Einige EZB-Beobachter können sich jedoch vorstellen, dass die Notenbank für zusätzliche Entlastung bei den Banken sorgt. Derzeit müssen die Banken das sechsfache ihrer Mindestreserve nicht mit dem negativen Einlagensatz bezahlen (Tiering). Dieser Satz könnte angehoben werden. EZB-Direktoriumsmitglied Isabel Schnabel hatte zuletzt die Negativzinspolitik verteidigt und betont, dass die Auswirkungen auf die Gewinne der Banken bisher gering gewesen seien. Sie warnte aber auch, dass die Nebenwirkungen des negativen Einlagenzinses mit der Zeit zunehmen könnten.
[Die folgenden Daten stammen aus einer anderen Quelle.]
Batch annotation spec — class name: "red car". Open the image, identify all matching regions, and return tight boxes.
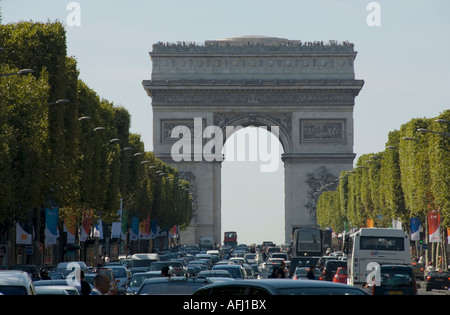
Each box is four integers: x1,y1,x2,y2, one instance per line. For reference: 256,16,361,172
333,267,347,284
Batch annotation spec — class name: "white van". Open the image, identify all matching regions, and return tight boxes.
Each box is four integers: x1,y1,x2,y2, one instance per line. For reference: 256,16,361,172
131,253,159,268
0,270,36,295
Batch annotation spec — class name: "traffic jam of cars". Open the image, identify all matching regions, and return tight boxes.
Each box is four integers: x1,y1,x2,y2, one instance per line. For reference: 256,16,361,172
0,229,450,296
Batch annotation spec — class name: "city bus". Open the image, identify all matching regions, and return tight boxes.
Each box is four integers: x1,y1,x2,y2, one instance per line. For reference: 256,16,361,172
344,228,411,286
292,226,322,256
223,231,237,248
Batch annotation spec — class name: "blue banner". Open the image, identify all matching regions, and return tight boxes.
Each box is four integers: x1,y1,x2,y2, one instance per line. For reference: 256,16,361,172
411,217,420,241
45,207,59,245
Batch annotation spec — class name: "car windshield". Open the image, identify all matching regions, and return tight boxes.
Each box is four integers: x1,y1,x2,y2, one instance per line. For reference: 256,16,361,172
130,275,151,287
295,268,320,276
214,267,241,278
430,271,450,278
113,268,128,278
381,269,413,287
139,281,205,295
0,285,27,295
278,287,365,295
150,261,182,271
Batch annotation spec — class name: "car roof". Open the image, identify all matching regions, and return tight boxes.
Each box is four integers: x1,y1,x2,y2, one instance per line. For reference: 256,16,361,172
199,279,356,291
33,279,69,287
0,270,31,286
212,265,242,270
36,285,78,295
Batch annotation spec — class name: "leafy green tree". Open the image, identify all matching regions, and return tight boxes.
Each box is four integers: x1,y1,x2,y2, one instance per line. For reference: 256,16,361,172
0,66,50,227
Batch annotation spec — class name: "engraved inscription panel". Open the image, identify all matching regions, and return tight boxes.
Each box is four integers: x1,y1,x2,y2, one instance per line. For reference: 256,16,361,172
300,119,345,143
160,118,206,142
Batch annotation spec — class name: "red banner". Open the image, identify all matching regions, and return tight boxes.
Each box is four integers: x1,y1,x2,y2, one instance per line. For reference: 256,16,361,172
428,210,441,242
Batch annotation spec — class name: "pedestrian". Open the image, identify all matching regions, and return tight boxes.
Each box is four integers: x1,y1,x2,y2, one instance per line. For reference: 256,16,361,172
277,261,286,279
306,266,316,280
161,266,169,277
90,274,111,295
80,270,92,295
427,261,434,273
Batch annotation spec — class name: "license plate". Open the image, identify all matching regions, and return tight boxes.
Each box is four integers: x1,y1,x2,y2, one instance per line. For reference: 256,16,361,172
388,291,403,295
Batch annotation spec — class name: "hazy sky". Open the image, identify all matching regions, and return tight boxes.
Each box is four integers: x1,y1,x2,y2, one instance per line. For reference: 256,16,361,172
0,0,450,243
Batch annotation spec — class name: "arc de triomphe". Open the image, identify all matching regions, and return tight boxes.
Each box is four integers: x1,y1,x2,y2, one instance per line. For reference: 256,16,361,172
143,36,364,244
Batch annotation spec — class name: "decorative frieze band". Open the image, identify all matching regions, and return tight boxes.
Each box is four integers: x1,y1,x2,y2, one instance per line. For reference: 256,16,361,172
300,119,345,143
151,89,358,106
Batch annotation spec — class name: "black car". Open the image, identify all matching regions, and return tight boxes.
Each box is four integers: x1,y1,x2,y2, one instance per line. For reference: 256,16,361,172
194,279,367,296
137,277,209,295
323,260,347,281
289,256,320,278
426,271,450,291
372,265,420,295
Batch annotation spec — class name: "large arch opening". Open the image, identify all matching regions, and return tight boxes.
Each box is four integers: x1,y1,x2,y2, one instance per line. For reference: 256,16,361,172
221,126,285,245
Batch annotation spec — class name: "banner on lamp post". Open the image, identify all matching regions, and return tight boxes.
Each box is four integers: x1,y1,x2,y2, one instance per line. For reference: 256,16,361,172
45,207,59,245
411,217,420,241
428,210,441,242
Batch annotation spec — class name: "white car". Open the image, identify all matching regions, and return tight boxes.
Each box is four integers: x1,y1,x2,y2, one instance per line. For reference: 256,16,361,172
0,270,36,295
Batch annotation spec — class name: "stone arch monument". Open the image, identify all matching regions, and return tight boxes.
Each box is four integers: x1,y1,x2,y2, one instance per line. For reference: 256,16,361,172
143,36,364,244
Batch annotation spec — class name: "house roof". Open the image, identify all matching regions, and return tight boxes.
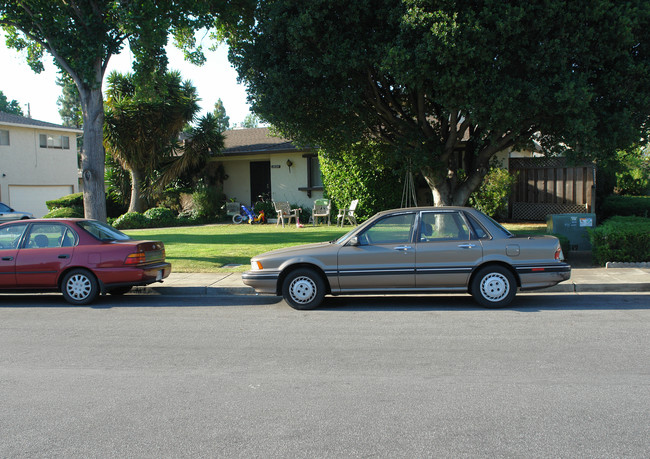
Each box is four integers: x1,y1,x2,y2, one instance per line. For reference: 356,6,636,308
223,128,309,156
0,112,83,133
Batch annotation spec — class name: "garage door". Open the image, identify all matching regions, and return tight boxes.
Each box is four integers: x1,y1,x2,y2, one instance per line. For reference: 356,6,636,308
9,185,74,218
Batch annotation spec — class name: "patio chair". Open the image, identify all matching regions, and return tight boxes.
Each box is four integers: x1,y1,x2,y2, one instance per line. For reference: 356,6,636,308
273,201,300,228
311,199,332,226
336,199,359,227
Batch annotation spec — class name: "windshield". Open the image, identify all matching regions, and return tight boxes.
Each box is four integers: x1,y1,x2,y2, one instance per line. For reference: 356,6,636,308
77,220,131,241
Eine Änderung scheint daher auf dieser oder einer der nächsten Sitzungen nicht ausgeschlossen zu sein.

Die Finanzmärkte zeigten sich angesichts der Corona-Krise auch dank der Unterstützung durch die Notenbank insgesamt robust. Laut einem in der vergangenen Woche veröffentlichten Bericht der „Financial Times“ sieht die EZB aber die Euro-Aufwertung kritisch. Die Preisentwicklung und die Ausfuhren könnten belastet werden. Auch Chefvolkswirt Philip Lane hatte die Aufwertung thematisiert und den Wechselkurs als „wichtig“ bezeichnet.

Nachdem die US-Notenbank jüngst ihre Strategie geändert hat, wird zudem gespannt auf die Kommentare aus der EZB gewartet. Die Fed hat vor zwei Wochen eine neue Strategie verkündet, die sie als „flexibles durchschnittliches Inflationsziel“ ausgibt. Die Fed will jetzt im Durchschnitt eine Inflationsrate von zwei Prozent erreichen. Daher soll eine Inflationsrate von „moderat“ über dem Zielwert akzeptiert werden, wenn die Teuerungsrate längere Zeit darunter gelegen hat.

Auch die EZB will ihre geldpolitische Strategie überarbeiten. Experten erwarten noch keine konkreten Aussagen zur künftigen Ausrichtung. Die Notenbank könnte jedoch noch eher geneigt sein, eine Verlängerung der bisherigen sehr expansiven Politik zu signalisieren.